Development of Earthquake Scenarios
One of the effective ways to minimize the damage from a strong earthquake is development of earthquake scenarios identifying the damage-prone areas and calculating the extent of the damage.
GSI is developing advanced earthquake scenarios as a part of an Israeli plan of preparation for a strong earthquake. These scenarios are aimed to fit the conditions of the country as close as possible, based on the HAZUS program. The program enables simulating geological hazards (such as landslides), taking into consideration the population density and distribution, the spatial distribution of buildings, the level of their seismic resistance, and the distribution of infrastructure facilities. Scenarios of earthquakes help to estimate the damage to buildings and infrastructure facilities, including their functioning level after the earthquake, as well as the number of dead, injured and homeless people, amounts of debris, and the overall economic damage to the area. The scenarios are prepared on the national and local levels. The program was applied to a number of important events such as the national earthquake exercise “Turning Point 6” (October 2012), during which the GSI produced tens of damage maps for the drill coordination centers. In October 2013, a “cluster” of weak earthquakes developed north of the Lake Kinneret, leading to real-time production of earthquake scenarios by the GSI. These scenarios provided a basis for the decision-making process at the Ministry of National Infrastructures in order to address the hazard.
Lack of quantitative data on strong earthquakes is still a source for large uncertainty in earthquake damage calculations for the region. Several ongoing studies in the fields of geologic/seismic hazards, civil engineering, and infrastructure/population distribution are aimed to minimize these uncertainties.
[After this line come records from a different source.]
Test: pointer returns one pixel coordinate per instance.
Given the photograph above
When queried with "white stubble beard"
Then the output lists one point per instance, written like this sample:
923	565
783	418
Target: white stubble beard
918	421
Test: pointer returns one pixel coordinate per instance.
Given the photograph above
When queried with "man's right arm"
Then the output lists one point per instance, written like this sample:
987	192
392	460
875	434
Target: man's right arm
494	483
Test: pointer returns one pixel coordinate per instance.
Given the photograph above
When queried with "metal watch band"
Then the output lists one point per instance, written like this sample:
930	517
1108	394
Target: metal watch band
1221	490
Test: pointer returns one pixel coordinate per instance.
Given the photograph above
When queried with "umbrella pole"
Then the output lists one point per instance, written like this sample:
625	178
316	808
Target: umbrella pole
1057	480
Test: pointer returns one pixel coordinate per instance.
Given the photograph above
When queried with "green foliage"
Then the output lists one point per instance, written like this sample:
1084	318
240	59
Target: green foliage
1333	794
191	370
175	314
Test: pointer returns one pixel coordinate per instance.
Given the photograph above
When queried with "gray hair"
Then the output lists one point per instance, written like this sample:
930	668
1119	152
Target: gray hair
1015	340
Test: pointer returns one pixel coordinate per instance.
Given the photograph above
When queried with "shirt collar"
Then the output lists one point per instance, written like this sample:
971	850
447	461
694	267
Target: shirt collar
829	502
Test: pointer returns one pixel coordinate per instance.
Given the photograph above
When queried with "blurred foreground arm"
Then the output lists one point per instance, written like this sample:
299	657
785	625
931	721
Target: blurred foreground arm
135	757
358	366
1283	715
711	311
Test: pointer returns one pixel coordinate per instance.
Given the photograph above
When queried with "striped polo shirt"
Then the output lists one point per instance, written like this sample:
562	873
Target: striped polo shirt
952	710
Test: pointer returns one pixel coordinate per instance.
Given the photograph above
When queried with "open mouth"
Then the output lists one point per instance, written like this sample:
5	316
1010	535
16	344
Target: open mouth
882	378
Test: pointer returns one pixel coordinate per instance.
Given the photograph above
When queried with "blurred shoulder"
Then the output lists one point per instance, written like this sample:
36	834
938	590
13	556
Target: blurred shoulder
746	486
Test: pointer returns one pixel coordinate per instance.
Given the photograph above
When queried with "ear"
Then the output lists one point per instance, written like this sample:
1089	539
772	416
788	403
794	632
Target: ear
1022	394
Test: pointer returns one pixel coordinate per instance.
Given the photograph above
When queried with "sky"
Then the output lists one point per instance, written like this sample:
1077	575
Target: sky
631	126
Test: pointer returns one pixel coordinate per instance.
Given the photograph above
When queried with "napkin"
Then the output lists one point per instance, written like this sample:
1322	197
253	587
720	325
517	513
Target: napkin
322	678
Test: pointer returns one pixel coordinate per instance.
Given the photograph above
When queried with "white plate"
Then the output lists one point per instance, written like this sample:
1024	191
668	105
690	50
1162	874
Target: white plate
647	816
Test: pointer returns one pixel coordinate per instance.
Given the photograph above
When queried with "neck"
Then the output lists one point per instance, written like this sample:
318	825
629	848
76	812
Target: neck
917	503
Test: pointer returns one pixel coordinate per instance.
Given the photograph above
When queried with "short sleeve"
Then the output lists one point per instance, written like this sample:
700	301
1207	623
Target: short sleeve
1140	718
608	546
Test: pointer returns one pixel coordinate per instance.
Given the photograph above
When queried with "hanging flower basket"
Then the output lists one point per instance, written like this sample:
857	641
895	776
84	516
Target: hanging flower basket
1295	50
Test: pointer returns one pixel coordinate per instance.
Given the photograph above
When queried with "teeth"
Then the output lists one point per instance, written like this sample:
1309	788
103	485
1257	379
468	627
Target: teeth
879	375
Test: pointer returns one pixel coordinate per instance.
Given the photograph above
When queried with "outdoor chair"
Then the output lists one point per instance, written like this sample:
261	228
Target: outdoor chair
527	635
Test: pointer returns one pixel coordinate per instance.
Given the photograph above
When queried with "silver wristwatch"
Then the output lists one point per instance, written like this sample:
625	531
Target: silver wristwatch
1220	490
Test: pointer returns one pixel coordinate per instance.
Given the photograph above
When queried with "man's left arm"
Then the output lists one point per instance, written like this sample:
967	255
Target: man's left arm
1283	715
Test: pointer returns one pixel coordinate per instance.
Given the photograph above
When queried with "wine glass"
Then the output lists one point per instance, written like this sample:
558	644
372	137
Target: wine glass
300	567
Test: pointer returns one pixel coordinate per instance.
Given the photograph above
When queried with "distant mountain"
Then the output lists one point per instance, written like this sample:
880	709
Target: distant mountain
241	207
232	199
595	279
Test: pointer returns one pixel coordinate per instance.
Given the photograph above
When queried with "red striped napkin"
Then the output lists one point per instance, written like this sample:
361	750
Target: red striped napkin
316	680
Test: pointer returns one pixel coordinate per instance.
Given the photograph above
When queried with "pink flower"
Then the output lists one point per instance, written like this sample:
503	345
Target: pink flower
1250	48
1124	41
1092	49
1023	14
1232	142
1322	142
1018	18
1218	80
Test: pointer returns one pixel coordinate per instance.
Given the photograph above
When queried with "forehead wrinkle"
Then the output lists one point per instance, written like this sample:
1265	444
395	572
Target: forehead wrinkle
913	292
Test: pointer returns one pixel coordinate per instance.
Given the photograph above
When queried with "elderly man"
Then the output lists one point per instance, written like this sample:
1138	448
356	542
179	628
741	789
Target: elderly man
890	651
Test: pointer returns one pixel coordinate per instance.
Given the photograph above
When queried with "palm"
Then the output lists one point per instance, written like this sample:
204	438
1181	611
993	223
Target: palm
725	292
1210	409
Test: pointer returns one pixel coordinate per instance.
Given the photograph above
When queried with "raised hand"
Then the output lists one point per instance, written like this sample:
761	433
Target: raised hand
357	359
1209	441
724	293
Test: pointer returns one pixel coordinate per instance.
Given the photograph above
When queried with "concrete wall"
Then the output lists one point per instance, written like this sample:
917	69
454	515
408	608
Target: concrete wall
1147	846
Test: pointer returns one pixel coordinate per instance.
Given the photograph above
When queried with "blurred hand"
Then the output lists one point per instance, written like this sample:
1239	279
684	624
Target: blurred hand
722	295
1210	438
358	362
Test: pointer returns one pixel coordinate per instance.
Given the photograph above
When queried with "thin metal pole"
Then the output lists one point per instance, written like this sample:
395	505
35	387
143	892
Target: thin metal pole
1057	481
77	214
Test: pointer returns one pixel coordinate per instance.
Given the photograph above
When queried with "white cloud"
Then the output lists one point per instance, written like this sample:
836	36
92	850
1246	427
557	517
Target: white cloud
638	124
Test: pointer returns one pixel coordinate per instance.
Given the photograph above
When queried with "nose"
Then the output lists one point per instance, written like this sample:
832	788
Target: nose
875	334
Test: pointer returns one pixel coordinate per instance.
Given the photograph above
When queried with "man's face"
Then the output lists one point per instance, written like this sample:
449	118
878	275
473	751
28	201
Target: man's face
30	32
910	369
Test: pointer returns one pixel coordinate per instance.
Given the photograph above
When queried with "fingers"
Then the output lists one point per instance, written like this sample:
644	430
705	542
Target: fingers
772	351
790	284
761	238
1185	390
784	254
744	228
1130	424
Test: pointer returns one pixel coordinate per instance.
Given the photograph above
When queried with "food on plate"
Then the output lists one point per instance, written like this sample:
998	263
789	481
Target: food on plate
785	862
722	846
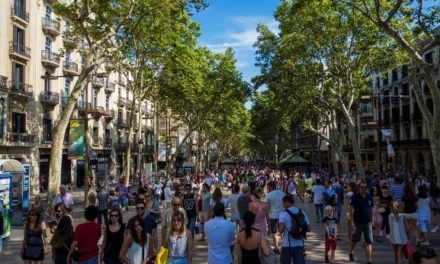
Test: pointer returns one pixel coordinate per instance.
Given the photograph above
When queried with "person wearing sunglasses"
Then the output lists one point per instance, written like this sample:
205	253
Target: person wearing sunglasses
34	243
361	213
113	238
176	206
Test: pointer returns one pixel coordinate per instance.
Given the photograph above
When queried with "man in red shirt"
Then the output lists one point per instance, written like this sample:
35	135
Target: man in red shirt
86	238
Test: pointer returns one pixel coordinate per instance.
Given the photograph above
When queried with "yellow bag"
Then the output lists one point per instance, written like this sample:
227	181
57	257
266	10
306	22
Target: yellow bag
162	256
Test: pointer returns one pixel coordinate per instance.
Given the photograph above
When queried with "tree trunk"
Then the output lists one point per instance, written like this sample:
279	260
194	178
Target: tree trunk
54	179
127	165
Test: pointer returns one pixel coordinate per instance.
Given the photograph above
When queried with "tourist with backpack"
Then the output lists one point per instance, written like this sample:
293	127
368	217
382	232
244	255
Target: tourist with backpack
294	224
361	213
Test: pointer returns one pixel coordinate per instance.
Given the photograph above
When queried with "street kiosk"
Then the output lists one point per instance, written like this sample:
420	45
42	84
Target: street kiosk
20	191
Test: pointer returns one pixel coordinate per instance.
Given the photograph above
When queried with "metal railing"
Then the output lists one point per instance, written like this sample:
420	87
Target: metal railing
51	24
20	13
20	49
20	88
70	66
50	97
48	55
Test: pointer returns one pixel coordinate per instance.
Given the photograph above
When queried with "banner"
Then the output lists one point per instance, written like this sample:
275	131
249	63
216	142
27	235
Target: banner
76	140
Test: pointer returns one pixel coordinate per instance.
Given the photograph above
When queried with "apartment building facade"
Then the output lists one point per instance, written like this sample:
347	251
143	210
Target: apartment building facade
394	104
39	65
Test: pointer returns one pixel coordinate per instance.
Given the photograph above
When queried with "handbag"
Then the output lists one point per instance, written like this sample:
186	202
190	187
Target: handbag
162	254
269	259
407	250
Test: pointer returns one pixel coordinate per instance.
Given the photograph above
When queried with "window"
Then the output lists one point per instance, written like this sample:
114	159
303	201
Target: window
107	102
47	129
67	83
2	113
48	44
18	123
48	12
95	98
47	82
18	36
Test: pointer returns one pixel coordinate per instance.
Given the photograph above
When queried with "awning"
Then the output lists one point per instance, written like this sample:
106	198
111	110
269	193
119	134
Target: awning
11	165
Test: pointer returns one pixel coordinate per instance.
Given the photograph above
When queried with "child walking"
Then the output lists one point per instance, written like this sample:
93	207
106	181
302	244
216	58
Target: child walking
331	232
399	230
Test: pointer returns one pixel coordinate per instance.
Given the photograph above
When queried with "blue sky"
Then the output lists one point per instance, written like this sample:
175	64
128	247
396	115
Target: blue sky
228	23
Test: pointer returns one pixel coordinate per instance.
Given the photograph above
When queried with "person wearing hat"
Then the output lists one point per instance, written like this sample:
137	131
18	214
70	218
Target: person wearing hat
220	234
65	198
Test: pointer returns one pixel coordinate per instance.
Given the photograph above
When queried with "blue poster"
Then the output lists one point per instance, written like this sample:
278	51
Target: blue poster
25	192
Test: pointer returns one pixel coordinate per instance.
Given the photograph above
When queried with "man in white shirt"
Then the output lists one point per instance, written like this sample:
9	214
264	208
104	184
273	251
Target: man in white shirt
220	233
65	198
318	191
274	199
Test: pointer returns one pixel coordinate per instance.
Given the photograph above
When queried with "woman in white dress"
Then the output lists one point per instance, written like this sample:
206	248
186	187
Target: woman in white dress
399	230
136	248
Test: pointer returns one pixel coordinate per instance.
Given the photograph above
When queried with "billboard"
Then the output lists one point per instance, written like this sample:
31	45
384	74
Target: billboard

During the years 2016-2017 the “Development of Earthquake Scenarios” project will focus mainly on two central themes: 1) Estimation of damage and casualties during the strong earthquake in Israel; and 2) preparation of a set of real time damage simulations. The first will include studies focusing on development of methods for estimation of the numbers of casualties, based on geological and construction conditions, as well as on economic aspects. The second theme will include developing algorithms for quick output processing of the damage estimation, and designing standard damage maps. The results of the project will be forwarded to the Committee for Earthquake Preparation, to the Home Front Command, the Police and to every other emergency authority needing the scenarios.